Textiles intelligents

La revue Forbes a présenté un article très intéressant portant sur les textiles intelligents où il est proposé qu’ils soient classifiés en deux catégories [4] :

1. Esthétique (mode) : tissus s’illuminant ou changeant de couleur;

2. Augmentation des performances (autant pour les sportifs de haut niveau que pour le personnel de l’armée) : régulation de la température corporelle, diminution de la résistance au vent, etc.

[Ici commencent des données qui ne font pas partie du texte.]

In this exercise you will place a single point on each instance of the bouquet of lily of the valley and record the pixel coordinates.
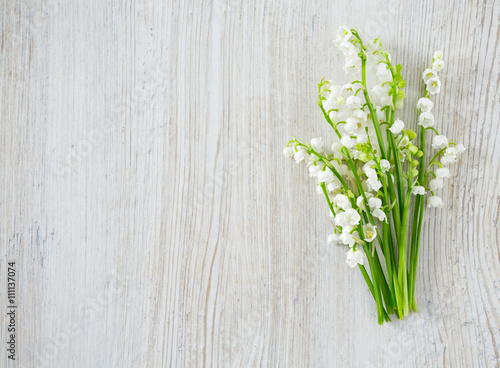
(374, 176)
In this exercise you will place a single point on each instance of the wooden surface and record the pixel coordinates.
(154, 221)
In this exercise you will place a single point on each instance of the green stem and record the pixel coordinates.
(402, 269)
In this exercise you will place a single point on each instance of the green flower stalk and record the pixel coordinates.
(374, 175)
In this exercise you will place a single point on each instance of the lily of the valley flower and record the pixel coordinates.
(434, 85)
(355, 257)
(370, 232)
(426, 119)
(372, 172)
(397, 127)
(439, 142)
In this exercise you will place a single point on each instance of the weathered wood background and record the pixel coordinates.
(154, 221)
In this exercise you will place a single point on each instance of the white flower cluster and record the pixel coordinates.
(440, 142)
(356, 171)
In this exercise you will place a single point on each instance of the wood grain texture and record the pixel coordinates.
(154, 221)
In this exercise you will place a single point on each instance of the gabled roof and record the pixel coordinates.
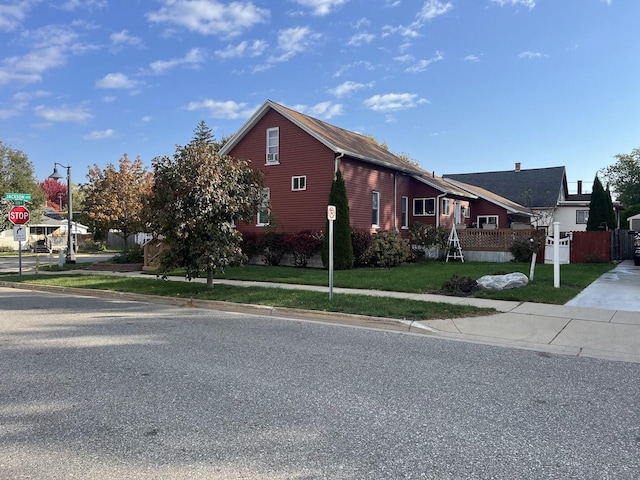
(508, 205)
(339, 140)
(532, 188)
(345, 142)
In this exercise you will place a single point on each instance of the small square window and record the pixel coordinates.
(299, 183)
(582, 216)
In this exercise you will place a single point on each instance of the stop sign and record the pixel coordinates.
(19, 215)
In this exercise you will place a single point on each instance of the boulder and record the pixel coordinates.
(503, 282)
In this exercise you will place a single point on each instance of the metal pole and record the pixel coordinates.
(330, 259)
(556, 254)
(71, 254)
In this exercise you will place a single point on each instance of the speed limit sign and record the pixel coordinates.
(331, 212)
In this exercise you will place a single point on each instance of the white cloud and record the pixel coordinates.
(100, 134)
(210, 17)
(529, 54)
(360, 38)
(117, 80)
(243, 49)
(123, 38)
(321, 7)
(525, 3)
(348, 87)
(293, 41)
(12, 16)
(433, 9)
(422, 65)
(72, 5)
(393, 101)
(64, 113)
(193, 58)
(51, 47)
(325, 110)
(228, 110)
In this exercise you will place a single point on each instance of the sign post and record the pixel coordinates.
(331, 216)
(19, 235)
(19, 215)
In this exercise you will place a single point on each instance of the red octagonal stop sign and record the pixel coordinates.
(19, 215)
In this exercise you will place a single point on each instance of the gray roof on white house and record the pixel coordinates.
(532, 188)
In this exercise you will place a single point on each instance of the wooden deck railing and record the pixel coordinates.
(500, 240)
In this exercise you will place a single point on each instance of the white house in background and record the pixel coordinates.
(50, 230)
(543, 191)
(573, 211)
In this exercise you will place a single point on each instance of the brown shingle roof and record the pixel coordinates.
(351, 144)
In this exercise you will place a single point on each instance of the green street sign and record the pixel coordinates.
(21, 197)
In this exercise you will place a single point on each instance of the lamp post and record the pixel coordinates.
(71, 254)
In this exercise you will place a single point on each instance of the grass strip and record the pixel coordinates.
(428, 277)
(353, 304)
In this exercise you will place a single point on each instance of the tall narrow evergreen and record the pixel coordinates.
(601, 214)
(342, 247)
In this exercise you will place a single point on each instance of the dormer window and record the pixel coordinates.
(273, 146)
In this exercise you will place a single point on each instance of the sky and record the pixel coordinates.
(459, 86)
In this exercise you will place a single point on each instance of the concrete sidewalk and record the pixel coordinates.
(572, 329)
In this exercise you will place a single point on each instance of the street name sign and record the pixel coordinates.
(21, 197)
(19, 215)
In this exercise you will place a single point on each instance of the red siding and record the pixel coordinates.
(299, 154)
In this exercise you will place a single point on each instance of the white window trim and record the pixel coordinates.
(586, 215)
(298, 178)
(404, 212)
(446, 207)
(375, 224)
(424, 199)
(272, 154)
(266, 197)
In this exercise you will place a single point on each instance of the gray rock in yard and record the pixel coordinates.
(503, 282)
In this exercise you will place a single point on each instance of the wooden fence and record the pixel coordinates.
(499, 240)
(588, 247)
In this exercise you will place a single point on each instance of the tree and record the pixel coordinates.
(601, 215)
(55, 191)
(16, 176)
(197, 197)
(624, 177)
(115, 199)
(342, 246)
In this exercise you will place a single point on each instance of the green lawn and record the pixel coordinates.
(428, 277)
(423, 277)
(275, 297)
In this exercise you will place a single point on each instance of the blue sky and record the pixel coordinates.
(458, 85)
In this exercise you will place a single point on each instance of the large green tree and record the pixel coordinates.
(624, 177)
(114, 198)
(197, 197)
(342, 246)
(17, 176)
(601, 214)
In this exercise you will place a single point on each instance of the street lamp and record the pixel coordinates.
(71, 254)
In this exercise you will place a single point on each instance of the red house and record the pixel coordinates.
(299, 155)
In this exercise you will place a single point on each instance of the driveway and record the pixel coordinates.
(618, 289)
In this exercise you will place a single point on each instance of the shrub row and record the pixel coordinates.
(381, 249)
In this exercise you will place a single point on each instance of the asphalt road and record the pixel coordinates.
(105, 389)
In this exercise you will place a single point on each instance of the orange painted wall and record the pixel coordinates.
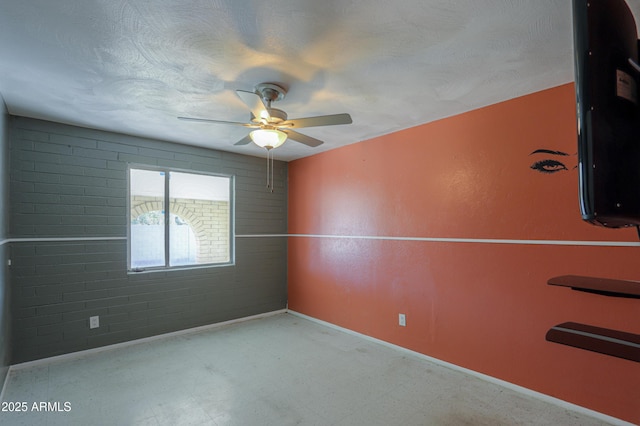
(483, 306)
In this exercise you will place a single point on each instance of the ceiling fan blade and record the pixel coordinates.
(244, 141)
(303, 139)
(206, 120)
(321, 120)
(255, 104)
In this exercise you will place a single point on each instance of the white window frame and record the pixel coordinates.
(167, 216)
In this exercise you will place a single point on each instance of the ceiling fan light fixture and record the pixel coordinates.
(268, 138)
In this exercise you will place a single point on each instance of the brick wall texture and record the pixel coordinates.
(208, 219)
(68, 215)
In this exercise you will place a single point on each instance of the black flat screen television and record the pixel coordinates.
(608, 111)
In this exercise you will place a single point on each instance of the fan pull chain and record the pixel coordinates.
(269, 169)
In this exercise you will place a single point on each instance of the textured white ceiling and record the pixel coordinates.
(133, 66)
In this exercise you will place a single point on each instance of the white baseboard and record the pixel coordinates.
(526, 391)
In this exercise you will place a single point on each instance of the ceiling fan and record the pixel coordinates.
(272, 125)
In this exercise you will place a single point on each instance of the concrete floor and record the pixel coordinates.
(278, 370)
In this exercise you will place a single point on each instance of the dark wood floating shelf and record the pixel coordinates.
(602, 286)
(602, 340)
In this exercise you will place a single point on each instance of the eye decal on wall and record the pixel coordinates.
(550, 165)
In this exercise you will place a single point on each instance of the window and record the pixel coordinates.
(197, 228)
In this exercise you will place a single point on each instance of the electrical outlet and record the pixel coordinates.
(402, 320)
(94, 322)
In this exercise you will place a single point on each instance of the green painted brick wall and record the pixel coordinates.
(69, 184)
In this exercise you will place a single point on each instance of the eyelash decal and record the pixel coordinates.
(548, 166)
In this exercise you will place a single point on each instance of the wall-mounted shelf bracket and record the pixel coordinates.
(602, 286)
(602, 340)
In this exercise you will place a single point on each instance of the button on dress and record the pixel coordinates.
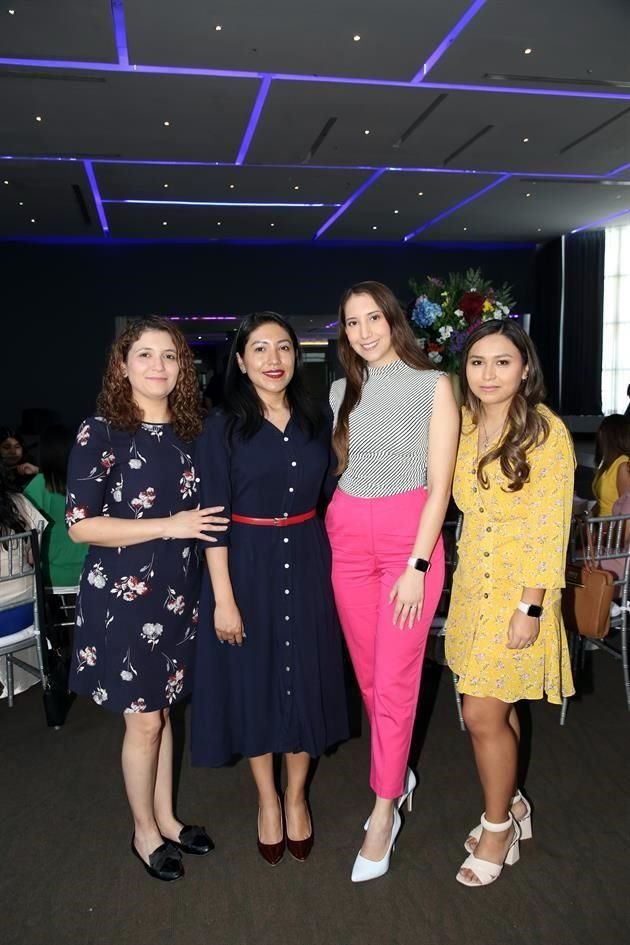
(511, 540)
(137, 607)
(283, 690)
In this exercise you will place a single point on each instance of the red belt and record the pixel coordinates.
(277, 522)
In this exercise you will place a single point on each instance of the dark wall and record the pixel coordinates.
(61, 301)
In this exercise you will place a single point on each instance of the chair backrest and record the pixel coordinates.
(609, 538)
(18, 573)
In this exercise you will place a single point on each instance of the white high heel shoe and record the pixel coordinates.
(524, 823)
(411, 783)
(364, 869)
(485, 871)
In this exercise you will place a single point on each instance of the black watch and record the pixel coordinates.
(532, 610)
(419, 564)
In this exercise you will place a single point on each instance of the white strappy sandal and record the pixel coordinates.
(524, 823)
(485, 871)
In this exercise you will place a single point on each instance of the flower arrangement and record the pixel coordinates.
(445, 312)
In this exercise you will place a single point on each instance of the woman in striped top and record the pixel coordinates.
(395, 436)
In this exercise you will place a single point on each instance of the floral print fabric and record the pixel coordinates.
(137, 609)
(510, 541)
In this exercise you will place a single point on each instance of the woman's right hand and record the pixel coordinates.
(228, 624)
(196, 523)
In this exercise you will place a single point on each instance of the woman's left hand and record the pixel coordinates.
(408, 592)
(522, 631)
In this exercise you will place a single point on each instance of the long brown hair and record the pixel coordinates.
(355, 367)
(525, 426)
(115, 401)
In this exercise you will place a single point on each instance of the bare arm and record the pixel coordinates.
(443, 439)
(228, 624)
(114, 532)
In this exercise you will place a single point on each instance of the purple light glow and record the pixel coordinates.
(120, 31)
(253, 120)
(590, 226)
(96, 195)
(344, 206)
(222, 203)
(448, 40)
(458, 206)
(297, 77)
(326, 167)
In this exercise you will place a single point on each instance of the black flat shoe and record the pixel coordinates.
(193, 840)
(165, 862)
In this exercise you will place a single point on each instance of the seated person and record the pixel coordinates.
(62, 559)
(612, 458)
(16, 515)
(13, 459)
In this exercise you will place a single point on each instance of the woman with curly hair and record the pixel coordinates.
(133, 495)
(505, 640)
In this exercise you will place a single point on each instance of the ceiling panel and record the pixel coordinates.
(285, 36)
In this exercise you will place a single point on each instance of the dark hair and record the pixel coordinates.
(526, 427)
(355, 368)
(54, 449)
(11, 519)
(612, 441)
(115, 401)
(240, 399)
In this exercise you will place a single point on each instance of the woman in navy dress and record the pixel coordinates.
(277, 686)
(133, 495)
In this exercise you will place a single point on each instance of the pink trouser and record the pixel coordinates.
(371, 540)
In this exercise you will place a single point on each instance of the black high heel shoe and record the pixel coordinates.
(193, 839)
(165, 862)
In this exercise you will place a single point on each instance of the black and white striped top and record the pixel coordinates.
(389, 430)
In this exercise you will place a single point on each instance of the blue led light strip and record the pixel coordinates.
(120, 31)
(344, 206)
(96, 194)
(448, 40)
(253, 121)
(457, 206)
(67, 64)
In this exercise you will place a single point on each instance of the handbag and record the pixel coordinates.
(588, 592)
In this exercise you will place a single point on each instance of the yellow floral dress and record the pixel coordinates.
(511, 540)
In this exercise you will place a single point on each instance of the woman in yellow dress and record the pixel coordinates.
(506, 641)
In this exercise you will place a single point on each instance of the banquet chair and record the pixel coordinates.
(451, 531)
(611, 543)
(17, 552)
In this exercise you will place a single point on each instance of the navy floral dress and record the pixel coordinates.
(137, 608)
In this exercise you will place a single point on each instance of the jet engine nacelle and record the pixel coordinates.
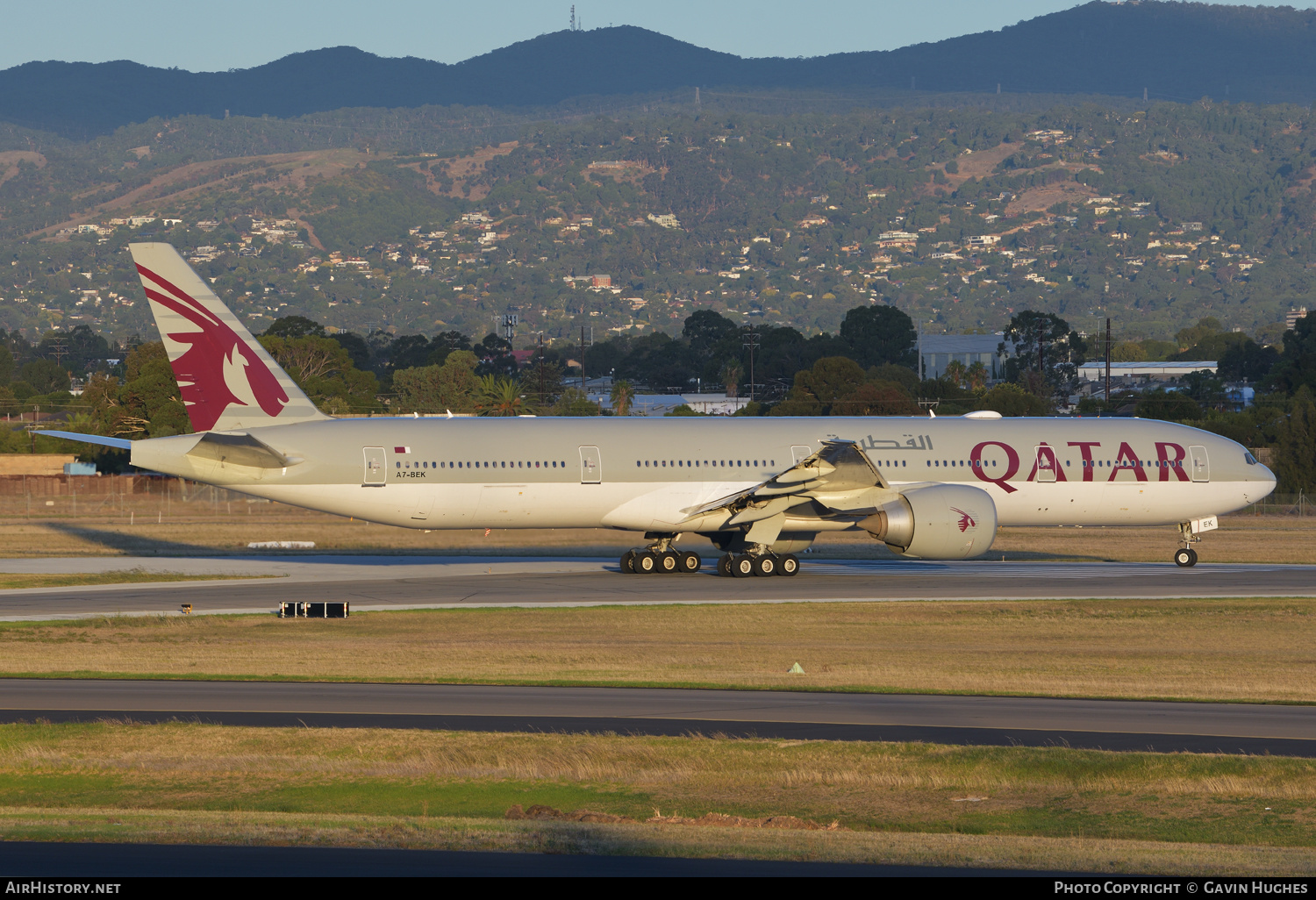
(940, 521)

Futurs travaux de recherche

Le professeur Vetrone a proposé quelques sujets pour de futures recherches à poursuivre par le regroupement stratégique CQMF/CRMAA dans le domaine des matériaux intelligents :

  • Développement de matériaux hybrides combinant différents types de matériaux pour ajouter certaines propriétés/fonctionnalités à des matériaux existants et les rendre plus intelligents;
  • Développement de systèmes adaptatifs pouvant répondre à plusieurs stimuli externes de façon intelligente;
  • À plus long terme, développement d’une nouvelle génération de matériaux intelligents pouvant interagir avec l’environnement sans application de stimulus externe.

Auteur

Charles_SimoneauCharles Simoneau est étudiant au doctorat au laboratoire LAMSI de l’École de technologie supérieure de Montréal (ÉTS). Ses travaux de recherche sont orientés vers la modélisation multiéchelle du comportement mécanique de mousses métalliques pour applications médicales.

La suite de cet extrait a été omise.